Carolina coal ash waste finds new home in north Georgia

Georgia Power's Plant Bowen in Cartersville, HYOSUB SHIN / HSHIN@AJC.COM

Credit: Willoughby Mariano

Credit: Willoughby Mariano

Georgia Power's Plant Bowen in Cartersville, HYOSUB SHIN / HSHIN@AJC.COM

Power behemoth Duke Energy is shipping coal ash that North and South Carolina don’t want to north Georgia.

For months, trucks full of coal ash have been bound from Gaston, NC for Homer, which is about 75 northeast of downtown Atlanta, because North Carolina law requires it be completely moved from a retired power plant by 2019. The ash, which contains toxins such as arsenic, is a byproduct from power plants that burn coal. Power plants wet it down and store the slurry in massive lagoons as a way to keep it from choking the air.

North Carolina has wanted little to do with coal ash since a pond dumped some 39 tons of it into the Dan River in 2014. South Carolina doesn't want the stuff either, so Duke Energy is sending some 1.4 million tons of coal ash from a power station in the northwest part of that state to Homer.

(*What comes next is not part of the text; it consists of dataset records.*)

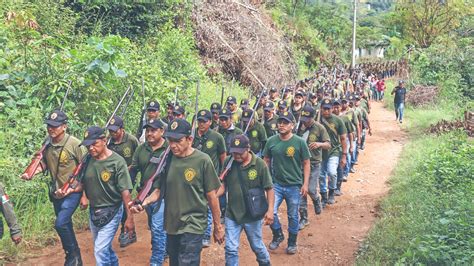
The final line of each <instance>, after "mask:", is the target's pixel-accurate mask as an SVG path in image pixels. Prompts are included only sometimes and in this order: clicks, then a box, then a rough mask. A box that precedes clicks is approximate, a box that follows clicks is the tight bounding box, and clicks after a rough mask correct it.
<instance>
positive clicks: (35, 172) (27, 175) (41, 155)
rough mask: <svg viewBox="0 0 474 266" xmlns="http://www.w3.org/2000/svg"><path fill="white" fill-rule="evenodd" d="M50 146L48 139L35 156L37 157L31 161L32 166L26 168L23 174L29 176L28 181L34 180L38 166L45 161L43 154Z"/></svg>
mask: <svg viewBox="0 0 474 266" xmlns="http://www.w3.org/2000/svg"><path fill="white" fill-rule="evenodd" d="M48 144H49V138H46V140H45V141H44V142H43V146H41V148H40V149H39V151H38V152H37V153H36V154H35V157H33V159H31V162H30V164H29V165H28V167H27V168H26V170H25V171H24V172H23V174H26V175H27V179H31V178H33V176H34V175H35V173H36V169H38V166H39V165H40V163H41V161H42V160H43V152H44V150H45V149H46V147H47V146H48Z"/></svg>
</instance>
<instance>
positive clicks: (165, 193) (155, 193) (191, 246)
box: [129, 119, 224, 265]
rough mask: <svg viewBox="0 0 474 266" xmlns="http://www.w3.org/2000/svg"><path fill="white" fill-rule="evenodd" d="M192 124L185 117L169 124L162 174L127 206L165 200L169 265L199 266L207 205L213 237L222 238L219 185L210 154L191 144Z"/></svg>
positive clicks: (217, 177)
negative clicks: (211, 218) (169, 263)
mask: <svg viewBox="0 0 474 266" xmlns="http://www.w3.org/2000/svg"><path fill="white" fill-rule="evenodd" d="M191 130H192V129H191V125H190V124H189V123H188V122H187V121H186V120H184V119H175V120H173V122H172V123H171V124H170V125H168V128H167V130H166V133H165V137H166V138H167V140H168V143H169V145H170V148H171V152H172V154H170V155H168V156H171V157H170V158H168V159H167V160H168V162H167V164H168V166H167V170H166V171H165V174H164V175H163V176H160V178H159V179H158V180H156V182H155V183H154V184H153V189H154V190H153V192H152V193H151V195H150V196H149V197H147V198H145V200H144V201H143V203H142V204H141V205H133V202H130V203H129V206H130V208H131V210H132V211H133V212H140V211H143V207H146V206H148V205H149V204H152V203H153V202H156V201H157V200H159V199H160V193H163V194H164V195H163V196H164V201H165V230H166V233H167V251H168V254H169V256H170V265H199V264H200V261H201V250H202V239H203V235H204V231H205V230H206V227H207V218H206V217H207V206H208V205H209V207H210V208H211V212H212V217H213V223H214V239H215V241H216V242H218V243H219V244H221V243H222V242H223V241H224V229H223V228H222V225H221V224H220V222H219V217H220V211H219V202H218V199H217V196H216V192H217V189H218V188H219V187H220V182H219V178H218V177H217V174H216V171H215V170H214V166H213V165H212V161H211V159H210V158H209V156H208V155H207V154H205V153H203V152H201V151H198V150H196V149H194V148H193V147H192V142H193V137H192V136H191Z"/></svg>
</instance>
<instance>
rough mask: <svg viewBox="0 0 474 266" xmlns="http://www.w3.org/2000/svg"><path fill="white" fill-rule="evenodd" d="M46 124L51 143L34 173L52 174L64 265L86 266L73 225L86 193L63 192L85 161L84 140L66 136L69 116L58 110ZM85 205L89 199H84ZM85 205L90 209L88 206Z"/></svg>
mask: <svg viewBox="0 0 474 266" xmlns="http://www.w3.org/2000/svg"><path fill="white" fill-rule="evenodd" d="M45 123H46V126H47V130H48V136H49V138H50V143H49V144H48V145H47V147H46V148H45V150H44V153H43V154H44V157H43V161H42V162H41V163H40V166H39V167H38V168H36V171H35V173H34V174H37V173H40V172H45V171H49V173H50V175H51V184H50V200H51V201H52V202H53V206H54V213H55V214H56V220H55V222H54V229H56V232H57V233H58V235H59V238H60V239H61V243H62V245H63V249H64V252H65V253H66V259H65V263H64V265H82V258H81V252H80V249H79V244H78V243H77V240H76V236H75V234H74V229H73V225H72V215H73V214H74V212H75V211H76V209H77V206H79V202H80V201H81V196H82V192H81V191H77V192H74V193H70V194H68V195H67V196H63V195H61V193H60V190H59V189H60V188H61V187H62V186H63V185H64V183H66V182H67V181H68V177H69V176H70V175H71V174H72V173H73V172H74V169H75V168H76V166H77V165H78V164H79V163H80V162H81V160H82V157H83V156H84V155H85V151H84V150H83V149H81V148H80V147H79V144H80V141H79V140H78V139H77V138H75V137H74V136H71V135H69V134H67V133H66V129H67V116H66V114H65V113H64V112H63V111H60V110H54V111H53V112H52V113H51V114H50V115H49V116H48V118H47V119H46V121H45ZM21 178H23V179H26V180H30V179H31V178H32V176H29V175H28V174H26V173H24V174H23V175H22V176H21ZM83 202H87V200H86V199H85V198H84V201H83ZM85 204H86V206H87V203H85ZM81 205H82V204H81Z"/></svg>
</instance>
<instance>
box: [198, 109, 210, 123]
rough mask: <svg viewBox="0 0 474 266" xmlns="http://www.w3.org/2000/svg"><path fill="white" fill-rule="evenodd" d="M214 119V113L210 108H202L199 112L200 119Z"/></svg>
mask: <svg viewBox="0 0 474 266" xmlns="http://www.w3.org/2000/svg"><path fill="white" fill-rule="evenodd" d="M211 119H212V114H211V112H209V111H208V110H201V111H199V112H198V121H204V122H207V121H209V120H211Z"/></svg>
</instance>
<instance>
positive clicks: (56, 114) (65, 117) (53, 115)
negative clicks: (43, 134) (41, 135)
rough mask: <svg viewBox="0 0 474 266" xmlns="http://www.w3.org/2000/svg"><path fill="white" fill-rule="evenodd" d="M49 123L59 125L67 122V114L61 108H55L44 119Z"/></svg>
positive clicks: (58, 125)
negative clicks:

There is no such resistance to coal ash in Georgia, which has a decades-long history of leaks and spills, an Atlanta Journal-Constitution investigation found earlier this year.

Scientists warn the waste needs to stay in lined facilities, well away from bodies of water, criteria which Homer's dump meets. Unlike most of Georgia's coal ash impoundments, it's lined with synthetic and natural materials that are supposed to keep toxins from the ash from escaping into the environment, reports state.